In the ninth century B.C.E., the kingdom of Assyria became the mightiest empire in the Near East, its primary military and political force and sovereign over most of the region.
From 727 B.C.E. Judah was ruled by Hezekiah, one of the most prominent kings of the House of David. During most of his reign Judah enjoyed a period of great prosperity, even though the neighboring kingdom of Israel had just been annexed by the Assyrians. In fact, his political and religious influence seems to have spread beyond the borders of Judah to the former territories of Israel. The prosperity of Hezekiah’s reign is vividly described in II Chronicles 32:27-28: “And Hezekiah had exceeding much riches and honour: and he made himself treasuries for silver, and for gold, and for precious stones, and for spices, and for shields, and for all manner of pleasant jewels; Storehouses also for the increase of corn, and wine, and oil; and stalls for all manner of beasts, and cotes for flocks.” Hezekiah is known for his religious reforms; he strengthened Jerusalem and the temple as the cultic center for the entire Land of Israel, while concurrently abolishing all shrines and sanctuaries outside Jerusalem. Inside Jerusalem ― now a metropolis extending over a large area ― he constructed conduits to bring water into the city, and he undoubtedly strengthened its fortifications.
In 705 B.C.E. Sennacherib ascended the throne of Assyria and was soon faced with rebellion against Assyrian hegemony in various parts of the Empire. An Alliance against Assyria was formed between Judah, Egypt and the Philistine cities in the coastal plain, possibly with Babylonian encouragement and support. Sennacherib met the challenge, and in 701 B.C.E. directed his third campaign to Phoenicia, Philistia and Judah, and succeeded in reestablishing Assyrian supremacy in those regions. Several sources from the Old Testament and Assyrian records inform us of the events of the campaign in some detail.
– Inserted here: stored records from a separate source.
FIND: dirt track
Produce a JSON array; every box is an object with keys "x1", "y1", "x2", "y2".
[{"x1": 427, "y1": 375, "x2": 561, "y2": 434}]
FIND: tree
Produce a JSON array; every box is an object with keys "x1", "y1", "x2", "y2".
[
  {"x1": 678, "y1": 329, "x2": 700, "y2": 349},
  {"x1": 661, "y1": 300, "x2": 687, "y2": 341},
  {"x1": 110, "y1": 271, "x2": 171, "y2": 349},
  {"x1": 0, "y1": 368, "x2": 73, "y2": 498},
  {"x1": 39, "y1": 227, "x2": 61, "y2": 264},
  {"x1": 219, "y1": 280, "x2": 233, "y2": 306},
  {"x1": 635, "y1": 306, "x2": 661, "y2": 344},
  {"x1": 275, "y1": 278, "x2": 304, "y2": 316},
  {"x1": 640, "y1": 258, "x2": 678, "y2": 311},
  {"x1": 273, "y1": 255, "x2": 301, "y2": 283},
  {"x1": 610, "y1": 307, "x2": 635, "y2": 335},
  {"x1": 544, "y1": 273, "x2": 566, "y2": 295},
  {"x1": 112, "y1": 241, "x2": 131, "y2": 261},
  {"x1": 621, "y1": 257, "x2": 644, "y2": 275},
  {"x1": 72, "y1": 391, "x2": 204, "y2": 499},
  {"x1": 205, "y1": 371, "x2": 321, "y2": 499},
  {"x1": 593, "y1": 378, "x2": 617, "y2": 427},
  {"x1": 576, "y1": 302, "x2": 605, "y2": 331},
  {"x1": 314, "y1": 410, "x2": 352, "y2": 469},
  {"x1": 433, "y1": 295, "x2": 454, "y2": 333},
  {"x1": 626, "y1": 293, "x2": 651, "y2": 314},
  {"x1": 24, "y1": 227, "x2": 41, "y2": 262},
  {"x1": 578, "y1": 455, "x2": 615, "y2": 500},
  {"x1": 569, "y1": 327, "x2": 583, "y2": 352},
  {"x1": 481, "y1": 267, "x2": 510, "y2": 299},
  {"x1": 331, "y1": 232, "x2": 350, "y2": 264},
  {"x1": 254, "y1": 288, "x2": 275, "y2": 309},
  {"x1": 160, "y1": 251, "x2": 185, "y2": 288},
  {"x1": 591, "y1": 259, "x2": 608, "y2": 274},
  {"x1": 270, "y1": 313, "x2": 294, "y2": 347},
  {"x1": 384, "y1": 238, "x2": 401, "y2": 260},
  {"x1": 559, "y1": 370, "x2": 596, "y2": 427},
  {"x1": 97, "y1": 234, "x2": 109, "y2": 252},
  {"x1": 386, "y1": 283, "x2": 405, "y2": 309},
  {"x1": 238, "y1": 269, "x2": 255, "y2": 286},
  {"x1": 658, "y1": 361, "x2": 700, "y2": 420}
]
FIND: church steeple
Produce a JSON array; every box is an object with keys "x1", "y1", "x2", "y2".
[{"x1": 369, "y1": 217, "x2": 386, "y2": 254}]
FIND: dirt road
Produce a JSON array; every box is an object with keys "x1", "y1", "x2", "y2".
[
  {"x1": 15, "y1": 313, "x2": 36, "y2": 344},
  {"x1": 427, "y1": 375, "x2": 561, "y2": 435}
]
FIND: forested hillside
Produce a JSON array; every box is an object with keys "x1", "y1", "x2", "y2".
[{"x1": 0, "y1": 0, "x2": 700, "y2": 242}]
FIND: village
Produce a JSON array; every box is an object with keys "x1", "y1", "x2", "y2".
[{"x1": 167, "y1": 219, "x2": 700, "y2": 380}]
The Old Testament records appear in II Kings 18-19, Isaiah 36-37, II Chronicles 32 and probably Micah 1.
According to the biblical versions, Sennacherib, while sojourning in Lachish, sent to Jerusalem a task force commanded by three officials, the Tartan, the Rabshakeh and the Rabsaris. The Assyrian army appeared in front of the walled capital and apparently laid siege to the city. The Rabshakeh presented an ultimatum to Hezekiah which was rejected by the king with active support of the prophet Isaiah. Eventually, Jerusalem was saved, but only by a miracle: “Then the angel of the Lord went forth, and smote in the camp of the Assyrians a hundred and fourscore and five thousand: and when they arose early in the morning, behold, they were all dead corpses” (Isaiah 37:36)
The Assyrian annals corroborate the two basic facts in the Old Testament versions, namely that the Assyrian army challenged Hezekiah in Jerusalem and the Jerusalem was spared. As Sennacherib tells us: “He himself I shut up like a caged bird within Jerusalem, his royal city. I put watch-posts strictly around it and turned back to his disaster any who went out of its city gate.” Finally, we should note that the impression left by these events on the populace of Jerusalem was apparently so great that the site where the Assyrian task force encamped in front of the city walls was still called the “Camp of the Assyrians” about eight hundred years later, when the Roman army besieged Jerusalem in 70 C.E. This we learn from Josephus Flavius, who mentions the place in his account of the First Jewish Revolt against the Romans.